Linking the evolution of the M. burtonii genome to its ecological niche

Ace Lake is located on Long Peninsula in the Vestfold Hills, East Antarctica (Rankin et al., 1999). During the early Holocene (13 000–9400 years ago), Ace Lake was an aerobic freshwater system, becoming a seasonally isolated marine basin (9400–9000 years ago) and subsequently open marine basin (9400–5700 years ago) (Rankin et al., 1999; Coolen et al., 2004; Cromer et al., 2005). Approximately 5100 years ago Ace Lake became a permanently isolated saline lake, and developed meromixis, with an active methane cycle in existence for last 3000 years. The microbiota in the lake is clearly marine derived.

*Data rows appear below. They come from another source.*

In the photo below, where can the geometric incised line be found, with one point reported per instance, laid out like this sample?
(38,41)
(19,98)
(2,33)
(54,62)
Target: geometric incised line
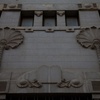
(47,75)
(90,38)
(9,38)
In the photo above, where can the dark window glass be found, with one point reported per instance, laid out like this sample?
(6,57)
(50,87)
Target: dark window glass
(27,19)
(49,18)
(0,14)
(72,18)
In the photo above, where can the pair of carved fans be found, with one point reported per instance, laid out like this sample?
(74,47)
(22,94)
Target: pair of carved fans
(88,38)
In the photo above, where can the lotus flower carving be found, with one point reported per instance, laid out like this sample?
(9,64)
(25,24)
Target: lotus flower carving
(9,38)
(90,38)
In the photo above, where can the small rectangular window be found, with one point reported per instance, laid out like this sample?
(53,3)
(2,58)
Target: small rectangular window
(27,19)
(72,18)
(49,18)
(0,13)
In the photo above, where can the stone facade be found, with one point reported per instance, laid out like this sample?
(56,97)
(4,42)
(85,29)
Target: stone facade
(50,59)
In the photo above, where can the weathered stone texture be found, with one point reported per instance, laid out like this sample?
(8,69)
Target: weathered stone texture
(57,48)
(10,19)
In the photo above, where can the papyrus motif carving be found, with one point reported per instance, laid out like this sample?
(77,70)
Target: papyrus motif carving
(90,38)
(9,38)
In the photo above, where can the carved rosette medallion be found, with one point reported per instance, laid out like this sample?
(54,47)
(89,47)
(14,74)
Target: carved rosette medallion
(90,38)
(9,38)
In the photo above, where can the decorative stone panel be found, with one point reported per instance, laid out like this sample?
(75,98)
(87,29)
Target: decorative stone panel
(90,38)
(87,6)
(9,38)
(12,6)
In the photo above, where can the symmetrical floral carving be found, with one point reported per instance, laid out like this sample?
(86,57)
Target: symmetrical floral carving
(68,83)
(9,38)
(90,38)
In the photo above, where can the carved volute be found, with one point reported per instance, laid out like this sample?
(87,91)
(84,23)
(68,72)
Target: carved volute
(9,38)
(90,38)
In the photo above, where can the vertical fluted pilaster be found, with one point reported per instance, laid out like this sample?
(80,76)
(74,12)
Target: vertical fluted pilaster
(98,52)
(1,53)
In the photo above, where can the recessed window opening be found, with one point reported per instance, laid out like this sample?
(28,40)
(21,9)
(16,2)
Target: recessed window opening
(27,19)
(72,18)
(49,18)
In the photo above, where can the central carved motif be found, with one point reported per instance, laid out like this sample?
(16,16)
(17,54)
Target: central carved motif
(90,38)
(9,38)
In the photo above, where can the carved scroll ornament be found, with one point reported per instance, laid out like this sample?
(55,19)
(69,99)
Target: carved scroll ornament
(70,83)
(9,38)
(90,38)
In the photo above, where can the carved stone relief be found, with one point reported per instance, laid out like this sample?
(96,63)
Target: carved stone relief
(47,75)
(90,38)
(88,6)
(9,39)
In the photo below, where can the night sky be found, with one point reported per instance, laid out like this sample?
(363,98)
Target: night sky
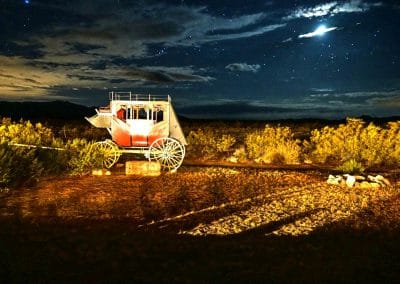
(217,59)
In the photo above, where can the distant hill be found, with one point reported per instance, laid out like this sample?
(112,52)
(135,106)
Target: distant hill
(67,111)
(55,110)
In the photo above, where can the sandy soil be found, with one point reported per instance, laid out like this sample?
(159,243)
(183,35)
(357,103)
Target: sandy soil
(200,225)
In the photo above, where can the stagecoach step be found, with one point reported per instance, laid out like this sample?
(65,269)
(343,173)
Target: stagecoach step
(143,168)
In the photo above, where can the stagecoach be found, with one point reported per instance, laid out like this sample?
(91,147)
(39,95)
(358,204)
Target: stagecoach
(140,124)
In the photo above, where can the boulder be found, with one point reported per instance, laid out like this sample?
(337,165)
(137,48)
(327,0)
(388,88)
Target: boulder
(143,168)
(350,180)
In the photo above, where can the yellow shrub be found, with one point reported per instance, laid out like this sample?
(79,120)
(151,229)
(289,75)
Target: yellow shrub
(209,144)
(370,145)
(273,145)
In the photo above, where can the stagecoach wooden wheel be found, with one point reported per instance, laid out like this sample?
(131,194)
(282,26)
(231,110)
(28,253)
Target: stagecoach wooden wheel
(108,151)
(168,152)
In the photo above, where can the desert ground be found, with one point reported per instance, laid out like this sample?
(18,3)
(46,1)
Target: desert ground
(201,224)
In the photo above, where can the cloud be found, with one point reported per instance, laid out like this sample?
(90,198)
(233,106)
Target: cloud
(332,8)
(363,102)
(98,43)
(317,32)
(321,90)
(22,78)
(243,67)
(287,40)
(129,32)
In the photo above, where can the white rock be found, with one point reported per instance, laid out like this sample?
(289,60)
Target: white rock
(350,180)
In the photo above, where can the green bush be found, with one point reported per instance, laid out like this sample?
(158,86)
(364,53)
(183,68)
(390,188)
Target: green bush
(82,157)
(273,145)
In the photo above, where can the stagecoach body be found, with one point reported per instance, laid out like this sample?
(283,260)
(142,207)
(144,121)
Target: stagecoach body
(141,124)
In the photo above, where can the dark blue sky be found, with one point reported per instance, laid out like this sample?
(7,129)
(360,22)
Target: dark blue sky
(228,59)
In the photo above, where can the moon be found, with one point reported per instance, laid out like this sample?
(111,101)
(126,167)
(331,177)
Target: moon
(320,31)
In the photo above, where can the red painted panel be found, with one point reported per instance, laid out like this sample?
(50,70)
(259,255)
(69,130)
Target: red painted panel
(154,136)
(139,140)
(121,136)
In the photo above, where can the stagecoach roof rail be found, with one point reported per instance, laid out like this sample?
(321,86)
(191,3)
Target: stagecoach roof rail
(129,96)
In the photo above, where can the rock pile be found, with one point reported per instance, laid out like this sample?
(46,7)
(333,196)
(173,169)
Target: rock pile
(358,181)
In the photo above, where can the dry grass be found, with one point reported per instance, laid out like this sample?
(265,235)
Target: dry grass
(256,225)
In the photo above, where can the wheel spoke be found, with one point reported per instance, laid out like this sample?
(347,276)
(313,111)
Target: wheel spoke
(168,152)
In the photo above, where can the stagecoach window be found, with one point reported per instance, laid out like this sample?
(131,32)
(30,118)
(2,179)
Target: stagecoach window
(158,115)
(142,114)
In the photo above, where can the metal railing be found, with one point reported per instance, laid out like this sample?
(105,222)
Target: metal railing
(129,96)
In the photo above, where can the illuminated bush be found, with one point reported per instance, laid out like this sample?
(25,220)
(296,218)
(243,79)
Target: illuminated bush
(82,158)
(208,144)
(369,145)
(273,145)
(351,167)
(18,166)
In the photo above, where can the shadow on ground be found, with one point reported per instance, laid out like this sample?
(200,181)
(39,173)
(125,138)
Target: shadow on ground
(113,251)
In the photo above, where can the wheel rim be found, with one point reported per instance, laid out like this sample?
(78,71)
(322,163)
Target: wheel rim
(168,152)
(109,152)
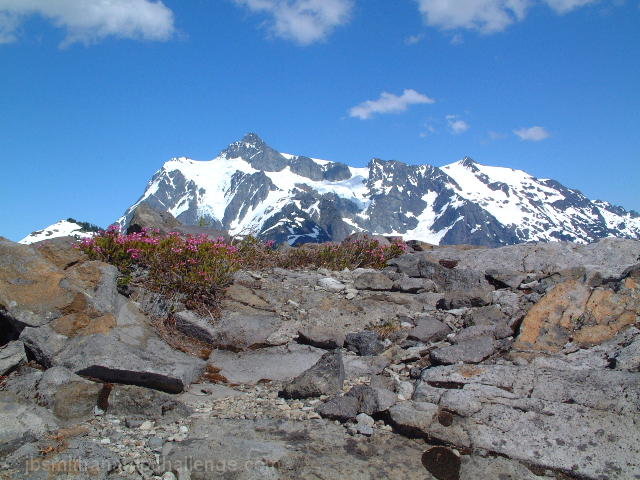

However, isotopic data indicate that all the water now present in the lake is of meteoric origin and that the lake has been mixed for considerable periods before its present stable meromixis. Nutrient input presently into the lake is very limited and it is a cold (average 0 °C), oligotrophic system, although inorganic carbon levels are sufficient to lead to carbon dioxide efflux (Rankin et al., 1999). The concentrations of most trace metals are higher than the ocean and are not limiting. Gradients of nutrients occur throughout the lake and concentrations can vary significantly; for example, manganese concentration varies from 78 to 1460 nM within 5 m in the anaerobic zone and this concentration is orders of magnitudes higher than the 5.1 nM of the ocean. The anoxic waters (12–25 m depth) support stable increasing gradients of salt (up to 4.3%), methane (saturated below 20 m, 5 mM) and H2S (up to 8 mM), and decreasing gradients of sulfate (essentially depleted below 19 m) (Rankin et al., 1999).

Close relatives of M. burtonii have been identified in several cold ocean water locations in south and north polar marine waters and the deep sea, including Methanococcoides alaskense that has 99.8% 16S rRNA identity (Li et al., 1999; Purdy et al., 2003; Singh et al., 2005; Cavicchioli, 2006). Cold, deep-sea environments in the Atlantic Ocean have been found rich in extracellular DNA, and may promote opportunities for DNA exchange (Dell’Anno and Danovaro, 2005). The adaptation of M. burtonii to the cold will have occurred over millennia in the cold marine environment. However, the large environmental changes that have taken place in Ace Lake since the Holocene are likely to have provided strong selection pressure for ecotypes with genomic variation better suited to the new environment. In this regard it would be valuable to sequence the genome of M. alaskense to assess this. The specific capacity of M. burtonii to evolve through genome plasticity (including nucleotide skew, HGT and transposase activity) appears to have placed it in a strong position to not only adapt to the cold (for example, polysaccharide synthesis, lipid composition, amino-acid composition), but to the particular biotic and abiotic conditions that have changed in the lake throughout its recent several thousand year history (for example, central metabolism, novel ABC transporters, coenzyme F420-dependent sulfite reductase).